Like infinity and overcoats, inspiration comes in different sizes, and every reply slowly blew all of the fuses in my mind. From “I’m so happy for you, words cannot describe,” “I’ll miss you” to “Why are you leaving me, you were the only one I could...with, asshole” to “I feel like I’m losing my best friend,” and “I simply don’t feel like I’m understood here, but you did.” There were other comments sure, some delivered with all sincerity yet limited by their perfunctory banality, and I’m sure that some would rather thank me for my time by bludgeoning me with the heaviest thickest product we sell, but this was me. For better (mostly) or for worse it was my life, the one in which I take all my faults out on myself tenfold, the existence that recently has been preoccupied with the wake of destruction it has at times caused, the being whose ego, when it flares, worries that it’s not good enough to live up to the expectations that have been set.

Beware of veiled images and half the story, to be sure. Mostly unbeknownst to me, I had also been up to some good. I had been mostly kind, and it turns out that stubborn refusal to accept anything less than the world as I see it was a reminder that there was some still some faculty, function and efficacy to those who took the less common route in reply to a wise quote by a wise man (a painter, Doug. Talk to the painters if you get a chance, they’ve had a long time to get some thinking done), “When faced with that which we don’t like we have two options, to change reality or change ourselves.” There is intense wisdom in being able to roll with the punches in the same way that the lake rolls with its waves, and further profundity locked in the notion that we can change reality.

We can change reality, and if fact we do so with every waking moment, every decision. It was in the moments that I hadn’t earmarked as weighty, a smile here, a conversation there, a joke when it’s needed or a bit of unintentional sympathy. It has to be, because as I initially added up the sum of my moments, I couldn’t come to any whole greater than the sum of its parts. Perhaps that’s the idea: those thoughtless minutes, the ones which act as filler for the punctuated peaks, are truly as important as the ones destined for the memory books, what we do when we put ourselves on autopilot and live according the script that we have written to carry ourselves from day to new day. We aren’t fully aware, yet we get no breather from perception and change, we live on the whole unconsciously yet this spottily conscious life leaves a permanent imprint on both the awareness and ignorance of everyone we come into contact with.
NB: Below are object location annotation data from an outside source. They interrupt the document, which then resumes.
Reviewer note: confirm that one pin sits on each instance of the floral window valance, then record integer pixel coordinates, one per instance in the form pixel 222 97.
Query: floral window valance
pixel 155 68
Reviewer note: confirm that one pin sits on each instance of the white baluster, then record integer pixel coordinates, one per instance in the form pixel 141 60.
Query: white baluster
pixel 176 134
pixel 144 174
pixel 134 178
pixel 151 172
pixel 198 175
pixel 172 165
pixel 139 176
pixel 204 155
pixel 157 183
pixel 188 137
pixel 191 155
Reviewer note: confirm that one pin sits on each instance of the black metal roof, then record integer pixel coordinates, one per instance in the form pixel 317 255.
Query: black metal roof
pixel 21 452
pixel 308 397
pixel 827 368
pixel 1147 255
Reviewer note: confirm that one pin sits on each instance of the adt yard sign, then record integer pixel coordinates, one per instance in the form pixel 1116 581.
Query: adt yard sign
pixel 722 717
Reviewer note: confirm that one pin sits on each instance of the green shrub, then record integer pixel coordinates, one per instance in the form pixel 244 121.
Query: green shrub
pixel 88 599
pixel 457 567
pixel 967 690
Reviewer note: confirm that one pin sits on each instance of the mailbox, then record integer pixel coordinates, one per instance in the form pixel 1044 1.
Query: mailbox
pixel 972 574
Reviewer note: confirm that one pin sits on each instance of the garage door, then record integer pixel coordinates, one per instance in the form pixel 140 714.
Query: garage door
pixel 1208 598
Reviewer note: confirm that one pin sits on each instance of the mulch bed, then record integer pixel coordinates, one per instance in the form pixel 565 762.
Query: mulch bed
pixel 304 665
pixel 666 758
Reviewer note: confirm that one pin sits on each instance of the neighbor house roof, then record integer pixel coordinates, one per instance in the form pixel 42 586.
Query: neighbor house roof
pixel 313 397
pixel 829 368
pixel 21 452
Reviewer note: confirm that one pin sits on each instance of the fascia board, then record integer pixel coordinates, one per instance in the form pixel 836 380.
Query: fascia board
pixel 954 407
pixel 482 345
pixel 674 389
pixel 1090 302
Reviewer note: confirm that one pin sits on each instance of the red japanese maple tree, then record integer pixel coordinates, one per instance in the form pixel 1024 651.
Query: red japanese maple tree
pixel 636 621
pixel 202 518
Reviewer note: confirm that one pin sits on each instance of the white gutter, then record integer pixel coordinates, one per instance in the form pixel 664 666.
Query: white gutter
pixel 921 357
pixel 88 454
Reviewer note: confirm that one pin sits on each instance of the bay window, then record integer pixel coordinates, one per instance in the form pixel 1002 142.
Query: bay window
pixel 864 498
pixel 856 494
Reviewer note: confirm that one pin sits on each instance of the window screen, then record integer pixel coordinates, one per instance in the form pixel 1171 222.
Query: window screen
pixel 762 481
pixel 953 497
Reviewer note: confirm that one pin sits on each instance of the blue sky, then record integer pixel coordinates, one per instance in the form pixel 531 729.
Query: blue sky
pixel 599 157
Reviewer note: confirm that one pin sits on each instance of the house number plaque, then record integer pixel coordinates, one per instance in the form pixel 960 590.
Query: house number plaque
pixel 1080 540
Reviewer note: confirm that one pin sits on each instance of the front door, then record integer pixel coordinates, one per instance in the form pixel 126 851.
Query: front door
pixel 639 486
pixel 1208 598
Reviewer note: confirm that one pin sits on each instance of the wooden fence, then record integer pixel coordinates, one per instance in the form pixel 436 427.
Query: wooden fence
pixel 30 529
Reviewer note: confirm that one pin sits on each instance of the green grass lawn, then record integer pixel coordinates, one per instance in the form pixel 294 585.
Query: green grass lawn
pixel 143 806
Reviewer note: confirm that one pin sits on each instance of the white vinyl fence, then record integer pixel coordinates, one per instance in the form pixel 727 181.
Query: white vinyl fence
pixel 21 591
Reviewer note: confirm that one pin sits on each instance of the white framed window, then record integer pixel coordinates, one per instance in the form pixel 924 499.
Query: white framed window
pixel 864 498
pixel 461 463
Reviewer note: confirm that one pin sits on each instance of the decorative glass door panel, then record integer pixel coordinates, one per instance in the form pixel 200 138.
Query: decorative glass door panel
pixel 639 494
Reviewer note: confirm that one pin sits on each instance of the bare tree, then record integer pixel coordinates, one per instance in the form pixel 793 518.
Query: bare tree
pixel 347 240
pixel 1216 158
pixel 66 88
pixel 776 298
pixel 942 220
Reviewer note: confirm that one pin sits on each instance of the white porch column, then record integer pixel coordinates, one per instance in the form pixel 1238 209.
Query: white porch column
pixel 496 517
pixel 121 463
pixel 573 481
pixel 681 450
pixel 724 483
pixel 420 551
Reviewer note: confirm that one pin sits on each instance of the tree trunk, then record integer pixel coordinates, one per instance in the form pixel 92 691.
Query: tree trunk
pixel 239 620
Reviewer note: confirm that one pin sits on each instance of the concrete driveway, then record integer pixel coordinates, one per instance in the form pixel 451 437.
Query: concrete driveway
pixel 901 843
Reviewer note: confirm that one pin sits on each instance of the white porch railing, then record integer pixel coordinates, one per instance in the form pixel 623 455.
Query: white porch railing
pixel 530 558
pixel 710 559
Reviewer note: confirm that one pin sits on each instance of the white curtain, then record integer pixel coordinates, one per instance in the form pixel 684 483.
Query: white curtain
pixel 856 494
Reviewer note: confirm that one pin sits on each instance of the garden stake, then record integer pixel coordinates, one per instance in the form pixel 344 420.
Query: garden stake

It seems like a grave responsibility, and it is, but it’s underpinnings of our ability to be the change we wish to see in the world make for such hope for both ourselves and others, our present and future that we must pay mind. If we can shape someone’s world so, then we are never powerless – we are changing matter everyday, matter which contains more energy in each atom’s nucleus alone then the stars in the sky. We are constantly shaping and being shaped and reshaping in turn, and it is from this that we can hopefully understand that since every moment has equal potential, that this moment could be the one that alters someone else forever, isn’t this a perfect e moment to start over? While each person consciously grabs the reins of their lives at different times, reforming their perceptions dreams and actions, remembering that like it or not we are already and always at work shaping the future with every thought. I can only hope that this will encourage right now as the moment to live as though we are already the person that we wish to be; you never know who may be picking up your signals.